3. You don’t see eye-to-eye.
…And more so, you can’t find a middle way to express. Sure, they’re hiring you for a job, but you’re the expert here. When you lack the ability to express edits, discuss timelines and better articulate brand messaging or blogs, it’s tough to move forward.
“If you and the client are not seeing eye-to-eye on the project, or there are miscommunications along the way where you cannot come to a mutual compromise and agreement, this may mean the relationship is not working and it’s best to break up,” Weiner shares. “You feel embittered working together. Perhaps you are feeling the project’s scope and boundaries are being exceeded, and the client feels he/she is not getting the benefit of what he/she paid for. With that type of gridlock, it’s no longer effective, positive, or fostering the results you want.”
How to break up effectively — and professionally
If any of these signs are present with a client, the road to a break-up is inevitable. To put yourself out on a limb to cease the contract, it’s vital to maintain your professional composure. Even if you don’t intend on working with this client again, protecting your reputation will ensure a recommendation, if needed, in the future. Take these measures to separate yourself:
1. Keep it in writing.
Depending on how long you’ve been on their payroll or the nature of your connection, you may choose to have an in-person meeting or a quick phone call to break up. Whichever way you decide to go, Gilbert stresses the importance of a summary email after the exchange so you have a solid paper trail.
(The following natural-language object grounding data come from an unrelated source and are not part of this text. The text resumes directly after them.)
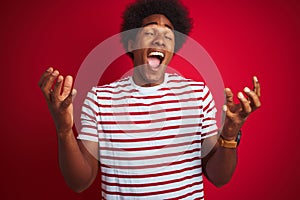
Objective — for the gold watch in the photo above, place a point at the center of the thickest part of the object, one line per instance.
(231, 144)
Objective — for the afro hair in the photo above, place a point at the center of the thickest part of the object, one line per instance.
(174, 10)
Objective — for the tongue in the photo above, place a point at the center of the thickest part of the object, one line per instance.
(153, 62)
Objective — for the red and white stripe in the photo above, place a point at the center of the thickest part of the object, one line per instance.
(150, 138)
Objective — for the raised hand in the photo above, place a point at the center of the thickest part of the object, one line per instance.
(236, 114)
(59, 96)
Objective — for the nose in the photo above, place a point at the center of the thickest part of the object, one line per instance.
(159, 41)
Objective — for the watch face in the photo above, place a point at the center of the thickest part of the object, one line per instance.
(238, 138)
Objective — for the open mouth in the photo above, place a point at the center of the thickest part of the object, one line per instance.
(155, 58)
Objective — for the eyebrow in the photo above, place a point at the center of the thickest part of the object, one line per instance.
(150, 23)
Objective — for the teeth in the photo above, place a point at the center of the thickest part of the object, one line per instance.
(156, 53)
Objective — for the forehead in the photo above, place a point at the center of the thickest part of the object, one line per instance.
(158, 19)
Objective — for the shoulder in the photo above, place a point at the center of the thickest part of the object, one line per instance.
(121, 83)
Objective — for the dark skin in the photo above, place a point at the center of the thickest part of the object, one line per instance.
(79, 166)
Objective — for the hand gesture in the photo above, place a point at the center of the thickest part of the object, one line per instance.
(236, 114)
(59, 97)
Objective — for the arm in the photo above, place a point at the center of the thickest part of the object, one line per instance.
(219, 165)
(77, 165)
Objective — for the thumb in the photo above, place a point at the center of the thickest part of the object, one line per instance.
(65, 104)
(227, 112)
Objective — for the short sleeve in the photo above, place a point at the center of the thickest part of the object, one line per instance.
(209, 126)
(89, 117)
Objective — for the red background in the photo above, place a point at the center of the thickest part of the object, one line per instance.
(244, 38)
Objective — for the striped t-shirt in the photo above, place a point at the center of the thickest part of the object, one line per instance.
(150, 137)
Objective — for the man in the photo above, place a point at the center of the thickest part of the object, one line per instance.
(147, 130)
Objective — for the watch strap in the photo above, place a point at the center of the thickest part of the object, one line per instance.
(231, 144)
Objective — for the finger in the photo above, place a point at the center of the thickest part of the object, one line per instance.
(67, 101)
(67, 86)
(229, 96)
(256, 86)
(45, 74)
(245, 104)
(47, 85)
(57, 87)
(227, 112)
(253, 97)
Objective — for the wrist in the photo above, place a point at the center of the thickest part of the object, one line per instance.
(230, 142)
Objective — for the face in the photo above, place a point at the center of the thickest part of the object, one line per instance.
(152, 50)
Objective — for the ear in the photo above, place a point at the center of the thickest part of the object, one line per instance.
(130, 45)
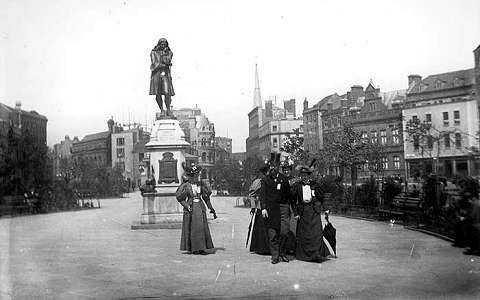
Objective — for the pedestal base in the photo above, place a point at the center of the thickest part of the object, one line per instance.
(160, 211)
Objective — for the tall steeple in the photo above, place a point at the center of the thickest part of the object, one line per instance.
(257, 98)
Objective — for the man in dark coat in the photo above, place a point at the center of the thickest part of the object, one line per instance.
(161, 78)
(274, 202)
(309, 200)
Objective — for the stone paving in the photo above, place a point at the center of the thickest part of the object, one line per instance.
(93, 254)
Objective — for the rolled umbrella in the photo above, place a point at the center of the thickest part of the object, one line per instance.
(329, 234)
(250, 226)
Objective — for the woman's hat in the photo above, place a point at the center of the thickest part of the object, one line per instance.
(304, 169)
(192, 170)
(264, 166)
(286, 165)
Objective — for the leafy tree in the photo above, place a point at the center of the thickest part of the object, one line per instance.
(228, 175)
(347, 150)
(428, 140)
(293, 145)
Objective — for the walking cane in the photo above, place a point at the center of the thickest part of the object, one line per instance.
(250, 226)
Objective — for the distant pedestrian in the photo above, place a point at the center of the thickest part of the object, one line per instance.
(193, 195)
(309, 206)
(259, 242)
(274, 202)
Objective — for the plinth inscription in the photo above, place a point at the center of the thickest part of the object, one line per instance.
(167, 169)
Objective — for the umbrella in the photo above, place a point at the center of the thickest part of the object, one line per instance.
(252, 222)
(329, 235)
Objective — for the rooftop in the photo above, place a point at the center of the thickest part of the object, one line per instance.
(444, 81)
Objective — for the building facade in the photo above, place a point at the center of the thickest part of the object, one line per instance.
(62, 151)
(269, 127)
(377, 116)
(95, 148)
(224, 143)
(18, 126)
(200, 133)
(381, 124)
(128, 153)
(448, 102)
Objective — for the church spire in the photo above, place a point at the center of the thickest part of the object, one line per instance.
(257, 98)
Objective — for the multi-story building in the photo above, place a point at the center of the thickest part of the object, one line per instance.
(270, 126)
(239, 156)
(380, 121)
(376, 115)
(95, 148)
(62, 151)
(200, 133)
(223, 148)
(20, 124)
(273, 133)
(128, 153)
(224, 143)
(448, 102)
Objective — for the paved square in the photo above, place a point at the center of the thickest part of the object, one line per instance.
(93, 254)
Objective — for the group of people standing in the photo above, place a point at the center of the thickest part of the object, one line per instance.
(275, 198)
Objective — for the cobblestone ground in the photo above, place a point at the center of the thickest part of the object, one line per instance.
(93, 254)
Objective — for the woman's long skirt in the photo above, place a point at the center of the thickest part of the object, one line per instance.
(195, 233)
(310, 244)
(259, 243)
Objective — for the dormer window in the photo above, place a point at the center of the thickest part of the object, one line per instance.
(458, 81)
(438, 84)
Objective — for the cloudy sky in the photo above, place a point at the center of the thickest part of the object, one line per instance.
(79, 62)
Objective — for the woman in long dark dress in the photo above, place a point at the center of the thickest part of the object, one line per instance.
(309, 205)
(196, 237)
(259, 243)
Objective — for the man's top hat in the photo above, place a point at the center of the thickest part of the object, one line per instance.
(304, 169)
(192, 170)
(275, 159)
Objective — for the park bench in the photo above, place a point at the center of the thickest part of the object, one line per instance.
(86, 198)
(12, 205)
(402, 207)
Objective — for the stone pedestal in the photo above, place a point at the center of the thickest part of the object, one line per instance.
(167, 153)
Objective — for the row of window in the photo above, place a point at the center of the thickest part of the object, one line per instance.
(395, 136)
(445, 115)
(211, 157)
(447, 139)
(395, 163)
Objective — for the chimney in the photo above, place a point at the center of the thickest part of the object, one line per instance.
(356, 92)
(268, 109)
(476, 54)
(289, 106)
(18, 108)
(413, 80)
(110, 124)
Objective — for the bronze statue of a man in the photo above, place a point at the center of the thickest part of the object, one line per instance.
(161, 79)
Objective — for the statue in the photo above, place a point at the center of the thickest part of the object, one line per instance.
(161, 79)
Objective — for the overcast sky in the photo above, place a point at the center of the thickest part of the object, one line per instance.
(79, 62)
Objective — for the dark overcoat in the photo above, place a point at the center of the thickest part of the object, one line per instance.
(310, 243)
(195, 232)
(161, 78)
(275, 191)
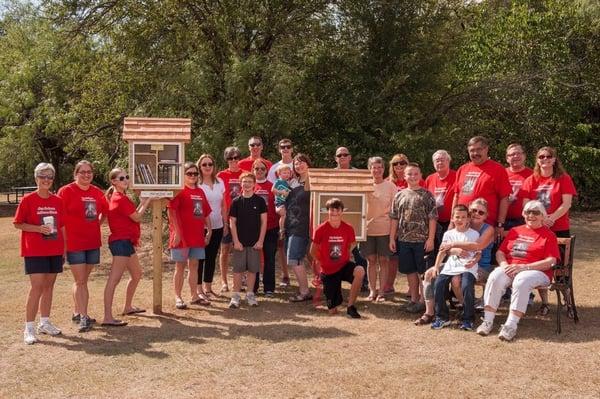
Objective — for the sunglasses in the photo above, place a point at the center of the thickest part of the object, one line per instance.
(533, 212)
(477, 211)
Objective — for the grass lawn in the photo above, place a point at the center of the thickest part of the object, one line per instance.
(292, 350)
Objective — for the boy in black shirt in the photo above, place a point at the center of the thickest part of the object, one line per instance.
(248, 224)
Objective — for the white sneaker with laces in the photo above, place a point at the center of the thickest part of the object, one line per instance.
(251, 298)
(29, 337)
(507, 333)
(48, 328)
(485, 328)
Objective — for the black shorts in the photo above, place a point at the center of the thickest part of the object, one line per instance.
(43, 264)
(332, 284)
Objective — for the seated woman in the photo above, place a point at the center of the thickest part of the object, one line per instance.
(525, 260)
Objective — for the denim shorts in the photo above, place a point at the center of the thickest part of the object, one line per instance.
(121, 248)
(87, 257)
(295, 249)
(183, 254)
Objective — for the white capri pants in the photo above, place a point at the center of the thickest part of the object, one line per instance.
(523, 283)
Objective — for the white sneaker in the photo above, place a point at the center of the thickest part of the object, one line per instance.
(507, 333)
(48, 328)
(235, 301)
(485, 328)
(251, 298)
(29, 337)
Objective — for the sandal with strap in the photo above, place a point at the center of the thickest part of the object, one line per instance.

Though it could have been a charged conversation, the actual nitty-gritty should be straightforward and business-first. “When you’ve reached the point where enough’s enough, draft an email that directly states you will no longer be working them and the effective date this will take place,” she continues. “Keep the emotion out of it.”
2. Take the high road.
No matter the situation, no one likes to be dumped. It feels personal. It threatens confidence. And it can be hurtful. Gilbert warns that some clients may take the news poorly, resulting in name-calling and unprofessional behavior. It can be tempting to have a verbal battle here — but as your mom told you — take the high road, always. “Whatever happens, do not engage. Their behavior will speak volumes, and only solidify you made the right decision,” Gilbert adds.
3. Be open and transparent that it isn’t a match…
… And explain why. Weiner says it’s perfectly okay — and expected — to end business relationships sometimes as long as you are honest about what went wrong. The shift might not come as a surprise to your client, and together, you should be able to create a roadmap for next steps, especially in terms of deliverables and finances. “Be sure to discuss the ways to end the project,” Weiner shares. “If the client has paid for work you have yet to deliver, you would want to consider giving them a prorated refund.”
4. Provide the client with a new referral.
If you really want to smooth the brunt of the breakup, Weiner suggests recommending someone else to step in. After all, toxic relationships can be caused by the clash of personalities or styles, and not necessarily because the client is impossible to deal with.
“If the client has received the benefit of your work, but perhaps they are not happy with the end product, be open to discussing the recommendations for them moving forward with another contractor/vendor. The idea is to part ways in a civil manner with as little gridlock as possible, but also provide them with a resolution of how they can move forward and suggested contacts to reach out to,” Weiner continues. “Sometimes you may not have been a good match for one another, but a mutual contact of yours is a better fit.”